Use social media ‘wisely’ – NZNO

September 1, 2021

NZNO and its members are currently in a phase of significant activity.

Kate Weston
Kate Weston

Externally, there has been the ongoing dispute with district health boards. Unsafe staffing, poor work conditions, the exodus of nurses from Aotearoa, pay equity and salaries that value and acknowledge the contribution of nurses, midwives and health-care assistants to the well-being of our communities are all hot topics right now. This has been compounded by the stress and distress of working in pandemic conditions, drawing on what little is left in the tank to face a national crisis.


NZNO board elections are also underway, which often creates commentary on social media.


As a regulated health professionals, nurses are bound by guidelines, codes and competencies, both when they are on and off duty. Professional conduct is the interest of the Nursing Council, regardless of whether you are at work or not. There have been cases where nurses have gone through disciplinary proceedings for comments attributed to them in social media.

Nurses have an ethical and legal responsibility to maintain their patients’ confidentiality. This still applies when using any form of online tool, regardless of whether the communication is with other nurses, a specific group of people (eg “friends” on social networks), or the public (eg a blog).
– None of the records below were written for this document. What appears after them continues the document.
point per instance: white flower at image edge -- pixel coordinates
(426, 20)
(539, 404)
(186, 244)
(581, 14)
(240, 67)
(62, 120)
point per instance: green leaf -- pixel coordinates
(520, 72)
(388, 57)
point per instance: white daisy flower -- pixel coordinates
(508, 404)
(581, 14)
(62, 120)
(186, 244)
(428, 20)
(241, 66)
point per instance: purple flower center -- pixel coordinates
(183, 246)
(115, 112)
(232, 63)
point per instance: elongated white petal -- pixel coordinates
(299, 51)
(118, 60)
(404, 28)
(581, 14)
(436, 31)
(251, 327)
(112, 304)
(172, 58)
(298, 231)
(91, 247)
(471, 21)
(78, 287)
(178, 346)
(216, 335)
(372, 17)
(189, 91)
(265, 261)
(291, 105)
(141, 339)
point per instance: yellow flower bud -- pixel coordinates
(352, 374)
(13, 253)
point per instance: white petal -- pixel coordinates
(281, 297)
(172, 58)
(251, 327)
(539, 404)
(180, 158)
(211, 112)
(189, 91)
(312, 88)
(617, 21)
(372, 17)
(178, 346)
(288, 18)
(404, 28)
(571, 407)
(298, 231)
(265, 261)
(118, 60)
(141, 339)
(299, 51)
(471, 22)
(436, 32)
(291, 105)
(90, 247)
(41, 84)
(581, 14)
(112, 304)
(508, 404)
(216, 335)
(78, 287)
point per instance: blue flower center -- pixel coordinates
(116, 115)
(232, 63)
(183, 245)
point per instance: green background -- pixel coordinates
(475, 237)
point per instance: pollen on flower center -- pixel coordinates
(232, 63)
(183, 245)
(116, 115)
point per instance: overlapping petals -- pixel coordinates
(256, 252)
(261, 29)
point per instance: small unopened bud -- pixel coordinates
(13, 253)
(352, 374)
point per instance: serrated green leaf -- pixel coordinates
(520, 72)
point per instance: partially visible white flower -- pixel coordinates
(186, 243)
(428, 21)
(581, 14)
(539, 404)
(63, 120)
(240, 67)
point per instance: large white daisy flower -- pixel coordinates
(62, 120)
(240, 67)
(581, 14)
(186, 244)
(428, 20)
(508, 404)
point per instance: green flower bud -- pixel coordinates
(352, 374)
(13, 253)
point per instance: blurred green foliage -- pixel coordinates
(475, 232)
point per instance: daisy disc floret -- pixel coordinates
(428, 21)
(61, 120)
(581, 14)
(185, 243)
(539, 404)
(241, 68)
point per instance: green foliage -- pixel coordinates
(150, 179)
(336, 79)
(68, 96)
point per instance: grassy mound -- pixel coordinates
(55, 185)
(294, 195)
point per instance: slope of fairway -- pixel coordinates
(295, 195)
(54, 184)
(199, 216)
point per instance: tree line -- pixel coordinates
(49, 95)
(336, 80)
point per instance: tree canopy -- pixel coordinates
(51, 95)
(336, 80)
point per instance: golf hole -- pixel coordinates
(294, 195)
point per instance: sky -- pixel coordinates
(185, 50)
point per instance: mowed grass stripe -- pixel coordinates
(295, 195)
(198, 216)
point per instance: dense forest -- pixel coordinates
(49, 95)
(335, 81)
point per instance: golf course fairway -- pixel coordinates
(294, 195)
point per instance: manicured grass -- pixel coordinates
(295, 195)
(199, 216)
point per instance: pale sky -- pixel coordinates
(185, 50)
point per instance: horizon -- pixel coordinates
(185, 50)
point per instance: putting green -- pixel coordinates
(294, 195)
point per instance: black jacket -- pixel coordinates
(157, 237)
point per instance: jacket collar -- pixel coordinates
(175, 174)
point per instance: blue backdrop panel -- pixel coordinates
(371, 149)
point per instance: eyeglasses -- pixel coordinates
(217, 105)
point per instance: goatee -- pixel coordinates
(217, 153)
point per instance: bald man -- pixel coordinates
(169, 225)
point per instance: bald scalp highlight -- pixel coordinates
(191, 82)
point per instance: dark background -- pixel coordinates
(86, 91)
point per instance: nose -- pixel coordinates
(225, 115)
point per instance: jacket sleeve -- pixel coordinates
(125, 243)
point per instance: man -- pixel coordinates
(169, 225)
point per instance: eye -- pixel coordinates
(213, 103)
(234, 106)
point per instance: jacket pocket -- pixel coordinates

The anonymity potentially afforded online is no excuse for breaching confidentiality, using bullying tactics or bringing an employer or the profession into disrepute.

If you are emailing from work, there will be policies that govern email and social media use on work devices. Emails can easily be identified.


Think twice before using your work email or even a work computer to communicate.

The Nursing Council has revised its guidelines for social media and electronic communication alongside its code of conduct.1 NZNO guidance was revised in consultation with Nurse Executives in the Tertiary Sector and the NZNO National Student Unit.2

Before you set your fingers afire, take a minute to consider the audience – both intended and unintended – and potential consequences if it were to come to the attention of, for example, your employer, before putting your opinions forth.

Social media can be a useful and immediate way of connecting, especially in a COVID-19 world. It is a powerful educational tool and can be used to great effect. So the message here is not to avoid social media, but to embrace it – safely and wisely.


  1. Nursing Council of New Zealand. (n.d.). Ngā Paerewa me ngā rārangi tohutohu: Standards and guidelines for nurses.
  2. New Zealand Nurses Organisation. (2019). Guideline: Social media and the nursing profession: a guide to maintaining professionalism online for nurses and nursing students.